State documents show that 42 functions hosted by Gov. Kathleen Sebelius at Cedar Crest between January 2006 and May 2008 cost the state $36,000, the Topeka Capital-Journal reported Sunday.
They have included a July 2007 meal for Delano Lewis, a Washburn University graduate and former ambassador to South Africa, that served 10 people and cost the state $870, and a series of holiday dinners in December 2007 for Sebelius’ staff, Cabinet members and others that served 120 people and cost $4,300.
Other events were cheaper, including $270 for a media reception in December 2006 and an auction lunch for Trinity Presbyterian Church in August 2007 that cost $75.
Politicians on both sides of the aisle said they saw nothing wrong with the practice, saying it reflected the importance of the mansion as an extension of the governor’s office and that previous governors have done the same thing.
“The residence provides a less formal setting for discussion and is also used for entertainment purposes,” said Sebelius spokeswoman Nicole Corcoran.
House Speaker Melvin Neufeld, R-Ingalls, said he felt the expenditures were appropriate, as did Rep. Mike O’Neal, R-Hutchinson.
“It is very obvious a venue for governmental activities,” O’Neal said.
Jennie Rose, who was chief of staff for former first lady Linda Graves, said former Gov. Bill Graves often held events at the mansion.
“When I came into my office that first day, there was a stack of requests for Cedar Crest about 2 feet high,” Rose said.

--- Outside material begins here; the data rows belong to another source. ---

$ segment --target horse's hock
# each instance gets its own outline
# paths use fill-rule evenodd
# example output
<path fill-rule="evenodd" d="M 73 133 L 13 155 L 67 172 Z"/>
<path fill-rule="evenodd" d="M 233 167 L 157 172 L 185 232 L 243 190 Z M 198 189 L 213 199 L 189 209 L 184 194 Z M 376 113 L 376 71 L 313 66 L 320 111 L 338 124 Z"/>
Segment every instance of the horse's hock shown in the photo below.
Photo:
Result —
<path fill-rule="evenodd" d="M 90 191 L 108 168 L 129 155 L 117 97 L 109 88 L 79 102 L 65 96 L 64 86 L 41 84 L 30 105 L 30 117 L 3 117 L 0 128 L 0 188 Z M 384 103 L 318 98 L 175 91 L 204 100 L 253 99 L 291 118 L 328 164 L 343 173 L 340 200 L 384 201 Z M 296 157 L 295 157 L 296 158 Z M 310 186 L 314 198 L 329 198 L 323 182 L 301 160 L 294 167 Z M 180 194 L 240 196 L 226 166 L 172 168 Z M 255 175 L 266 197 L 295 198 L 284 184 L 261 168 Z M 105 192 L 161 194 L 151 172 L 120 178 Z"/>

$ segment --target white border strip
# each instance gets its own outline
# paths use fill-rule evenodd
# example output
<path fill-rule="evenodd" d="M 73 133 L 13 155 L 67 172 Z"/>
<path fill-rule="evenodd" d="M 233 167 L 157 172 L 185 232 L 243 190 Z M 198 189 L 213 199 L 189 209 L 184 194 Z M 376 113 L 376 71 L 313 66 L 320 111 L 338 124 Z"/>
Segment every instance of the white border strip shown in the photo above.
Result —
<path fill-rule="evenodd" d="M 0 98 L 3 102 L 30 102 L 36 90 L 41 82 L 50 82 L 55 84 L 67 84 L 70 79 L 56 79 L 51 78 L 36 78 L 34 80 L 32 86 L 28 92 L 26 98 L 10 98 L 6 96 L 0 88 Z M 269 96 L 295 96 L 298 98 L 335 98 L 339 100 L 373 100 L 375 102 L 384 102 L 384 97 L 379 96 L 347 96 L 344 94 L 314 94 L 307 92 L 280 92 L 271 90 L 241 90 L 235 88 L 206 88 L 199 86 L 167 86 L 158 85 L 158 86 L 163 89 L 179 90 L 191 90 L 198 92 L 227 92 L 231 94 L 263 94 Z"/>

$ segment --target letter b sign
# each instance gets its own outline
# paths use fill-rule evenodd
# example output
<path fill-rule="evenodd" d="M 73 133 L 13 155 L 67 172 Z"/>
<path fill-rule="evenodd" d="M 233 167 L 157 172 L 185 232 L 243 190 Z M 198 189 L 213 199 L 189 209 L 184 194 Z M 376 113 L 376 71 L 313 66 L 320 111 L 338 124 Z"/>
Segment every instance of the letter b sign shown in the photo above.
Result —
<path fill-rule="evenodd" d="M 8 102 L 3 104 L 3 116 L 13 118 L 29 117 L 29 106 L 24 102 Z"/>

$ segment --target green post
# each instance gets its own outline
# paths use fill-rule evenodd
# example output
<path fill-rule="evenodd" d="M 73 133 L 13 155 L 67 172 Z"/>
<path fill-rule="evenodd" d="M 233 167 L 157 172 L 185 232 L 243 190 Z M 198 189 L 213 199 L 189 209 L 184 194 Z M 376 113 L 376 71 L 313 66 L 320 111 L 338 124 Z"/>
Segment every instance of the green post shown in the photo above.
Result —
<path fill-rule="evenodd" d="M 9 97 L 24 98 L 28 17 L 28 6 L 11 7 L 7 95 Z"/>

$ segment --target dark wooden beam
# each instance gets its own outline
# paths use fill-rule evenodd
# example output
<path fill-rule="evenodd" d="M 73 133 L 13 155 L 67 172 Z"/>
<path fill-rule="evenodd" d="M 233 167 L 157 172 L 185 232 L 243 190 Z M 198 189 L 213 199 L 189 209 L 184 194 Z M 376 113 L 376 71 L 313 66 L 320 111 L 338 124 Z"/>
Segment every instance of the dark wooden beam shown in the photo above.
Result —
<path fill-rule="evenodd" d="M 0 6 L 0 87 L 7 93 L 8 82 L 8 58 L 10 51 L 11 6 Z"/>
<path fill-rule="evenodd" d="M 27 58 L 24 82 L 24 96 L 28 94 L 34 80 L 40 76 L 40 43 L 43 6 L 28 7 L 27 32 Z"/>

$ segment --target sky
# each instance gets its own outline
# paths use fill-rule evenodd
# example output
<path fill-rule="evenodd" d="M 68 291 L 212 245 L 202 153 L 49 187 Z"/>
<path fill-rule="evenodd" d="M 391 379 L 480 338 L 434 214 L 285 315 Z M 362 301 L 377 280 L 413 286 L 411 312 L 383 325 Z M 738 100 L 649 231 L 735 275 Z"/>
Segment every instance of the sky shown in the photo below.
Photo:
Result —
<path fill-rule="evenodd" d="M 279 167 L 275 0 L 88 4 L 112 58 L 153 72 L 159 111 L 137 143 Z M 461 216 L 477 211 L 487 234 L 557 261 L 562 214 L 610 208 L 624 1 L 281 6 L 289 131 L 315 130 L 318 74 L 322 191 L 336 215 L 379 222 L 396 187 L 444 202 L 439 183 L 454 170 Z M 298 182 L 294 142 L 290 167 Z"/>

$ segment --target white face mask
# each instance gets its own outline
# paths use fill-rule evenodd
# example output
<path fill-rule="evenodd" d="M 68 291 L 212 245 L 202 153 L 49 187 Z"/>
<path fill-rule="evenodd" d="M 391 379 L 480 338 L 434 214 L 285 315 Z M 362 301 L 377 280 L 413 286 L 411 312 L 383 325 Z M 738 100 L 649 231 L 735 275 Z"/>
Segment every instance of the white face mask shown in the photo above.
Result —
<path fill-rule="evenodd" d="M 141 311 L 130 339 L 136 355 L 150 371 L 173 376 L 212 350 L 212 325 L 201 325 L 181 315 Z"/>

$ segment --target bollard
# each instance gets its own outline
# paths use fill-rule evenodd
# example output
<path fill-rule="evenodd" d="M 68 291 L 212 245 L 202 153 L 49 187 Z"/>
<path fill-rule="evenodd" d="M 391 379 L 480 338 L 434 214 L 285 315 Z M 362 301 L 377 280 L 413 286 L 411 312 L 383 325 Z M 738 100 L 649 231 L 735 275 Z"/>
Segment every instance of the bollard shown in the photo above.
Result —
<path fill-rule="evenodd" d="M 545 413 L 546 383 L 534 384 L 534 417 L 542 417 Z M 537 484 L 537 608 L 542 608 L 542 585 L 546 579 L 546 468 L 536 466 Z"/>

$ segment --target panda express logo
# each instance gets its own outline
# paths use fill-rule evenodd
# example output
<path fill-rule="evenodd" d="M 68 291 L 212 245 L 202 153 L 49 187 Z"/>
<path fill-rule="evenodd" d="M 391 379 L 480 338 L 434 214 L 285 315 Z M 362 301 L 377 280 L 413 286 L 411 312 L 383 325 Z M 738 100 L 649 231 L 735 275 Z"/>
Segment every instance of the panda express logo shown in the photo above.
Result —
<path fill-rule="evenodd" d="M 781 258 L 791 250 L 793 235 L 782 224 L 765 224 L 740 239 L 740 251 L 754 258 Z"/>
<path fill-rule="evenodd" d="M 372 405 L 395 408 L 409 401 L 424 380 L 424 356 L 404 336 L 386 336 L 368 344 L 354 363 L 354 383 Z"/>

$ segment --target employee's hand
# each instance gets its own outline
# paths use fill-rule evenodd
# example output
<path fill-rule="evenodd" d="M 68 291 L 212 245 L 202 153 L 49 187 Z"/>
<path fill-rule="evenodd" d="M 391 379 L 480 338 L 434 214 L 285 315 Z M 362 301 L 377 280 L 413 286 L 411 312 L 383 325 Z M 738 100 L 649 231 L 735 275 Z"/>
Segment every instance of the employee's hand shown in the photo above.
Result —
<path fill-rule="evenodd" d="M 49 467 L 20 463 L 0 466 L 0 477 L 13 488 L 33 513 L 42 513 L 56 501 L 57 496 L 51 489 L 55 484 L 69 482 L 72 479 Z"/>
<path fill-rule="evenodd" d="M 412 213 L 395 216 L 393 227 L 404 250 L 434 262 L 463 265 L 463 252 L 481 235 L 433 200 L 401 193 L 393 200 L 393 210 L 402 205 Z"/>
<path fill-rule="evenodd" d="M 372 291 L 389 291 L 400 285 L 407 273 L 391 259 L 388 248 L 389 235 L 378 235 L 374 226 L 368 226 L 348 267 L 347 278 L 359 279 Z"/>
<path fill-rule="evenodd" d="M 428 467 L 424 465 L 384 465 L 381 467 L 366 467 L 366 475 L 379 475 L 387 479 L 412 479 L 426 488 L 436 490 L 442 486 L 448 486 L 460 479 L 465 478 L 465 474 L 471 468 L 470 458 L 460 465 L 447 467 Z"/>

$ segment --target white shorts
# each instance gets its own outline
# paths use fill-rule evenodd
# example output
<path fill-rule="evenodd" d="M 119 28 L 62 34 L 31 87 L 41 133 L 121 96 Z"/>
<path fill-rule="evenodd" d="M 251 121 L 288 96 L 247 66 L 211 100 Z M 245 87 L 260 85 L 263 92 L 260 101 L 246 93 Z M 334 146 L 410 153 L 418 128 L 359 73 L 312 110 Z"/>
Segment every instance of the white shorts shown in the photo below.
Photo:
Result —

But the practice attracted scrutiny earlier this year when it was revealed that one of the state events in April 2007 had included Wichita abortion provider George Tiller. Tiller had won the meal at a Greater Kansas City Women’s Political Caucus auction in 2005.
Sebelius said at the time that her office hasn’t followed its policy of not paying for political events and the Women’s Political Caucus reimbursed the state for the meal. The governor’s office said it would search through previous dinners for other inappropriate items.
The newspaper said its review of the documents found another instance where the state paid for another Women’s Political Caucus auction in September 2007 but wasn’t reimbursed until June 2008.
Corcoran said the office discovered the error in an internal review and “our efforts are ongoing to ensure expenses are handled appropriately.”
Sebelius has donated 10 meals to various charity auctions during the period studied. Corcoran said that while the state’s entertainment budget pays for most mansion events, the charity events are “sometimes paid for from her (Sebelius’) budget, sometimes donated by the charity and sometimes donated by the caterer.”
Brickyard Barn Inn & Catering, Evan Williams Catering and Carol Hamilton Catering have handled 23 of the 42 events.
Scott Nickel, with Brickyard, said Sebelius will often make the orders herself. Knowing that “people will be looking over her shoulder,” Nickel said he usually cuts the governor a deal, sometimes just breaking even.
“We like to do it as a service to the state,” he said. “Besides, it’s just fun to go out there.”